Lemma 5.1. Let $X={\rm{Sp}}\ A$ be an affinoid $K$-space and $f_{0}, ..., f_{r}\in A$. Then $f_{0}, ..., f_{r}$ have no common zeros on $X$ if and only if $f_{0}, ..., f_{r}$ generate $A$ as the unit ideal.
Proof. If $f_{0}, ..., f_{r}$ generate $A$ as the unit ideal, assume that $f_{0}, ..., f_{r}$ have some common zero $x_{0}$ on $X$. Then for any $f\in A\backslash x_{0}$,
$$f=\sum_{i=0}^{r}a_{i}f_{i},\ a_{i}\in A,$$
but then $f(x_{0})=0$ implies that $f\in x_{0}$, which is clearly a contradiction! So $f_{0}, ..., f_{r}$ have no common zeros on $X$.
Conversely, if $f_{0}, ..., f_{r}$ have no common zeros on $X$, assume that $f_{0}, ..., f_{r}$ generate an ideal $I\varsubsetneq A$. Since there exists some maximal ideal $x\in X$ such that $I\subseteq x$, we have
$$f_{0}(x)=\cdot\cdot\cdot=f_{r}(x)=0,$$
which shows that $f_{0}, ..., f_{r}$ have a common zero. So by contradiction, we conclude that $f_{0}, ..., f_{r}$ generate the unit ideal in $A$.
$\Box$
Definition 5.2. Let $X=\textrm{Sp }A$ be an affinoid $K$-space.
(1) A subset of $X$ of type $$X(f_{1}, ..., f_{r}):=\{x\in X\mid \left|f_{i}(x)\right|\leq1\}$$ for $f_{1},...,f_{r}\in A,1\leq i\leq r$ is called a Weierstrass domain in $X$.

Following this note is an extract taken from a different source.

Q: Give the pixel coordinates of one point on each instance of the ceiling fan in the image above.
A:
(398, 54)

(2) A subset of $X$ of type $$ X(f_{1},...,f_{r},g_{1}^{-1},...,g_{s}^{-1}):=\{x\in X\mid\left|f_{i}(x)\right|\leq1, \left|g_{j}(x)\right|\geq1 \} $$ for $f_{1},...,f_{r},g_{1},...,g_{s}\in A,1\leq i\leq r,1\leq j\leq s$ is called a Laurent domain in $X$.
(3) A subset of $X$ of type $$ X(\frac{f_{1}}{f_{0}},...,\frac{f_{r}}{f_{0}}):=\{x\in X\mid\left|f_{i}(x)\right|\leq\left|f_{0}(x)\right|\} $$ for $f_{0},...,f_{r}\in A,1\leq i\leq r$ without common zeros is called a rational domain in $X$.
Remark 5.3. The domains in Definition 5.2 are special cases of affinoid subdomains.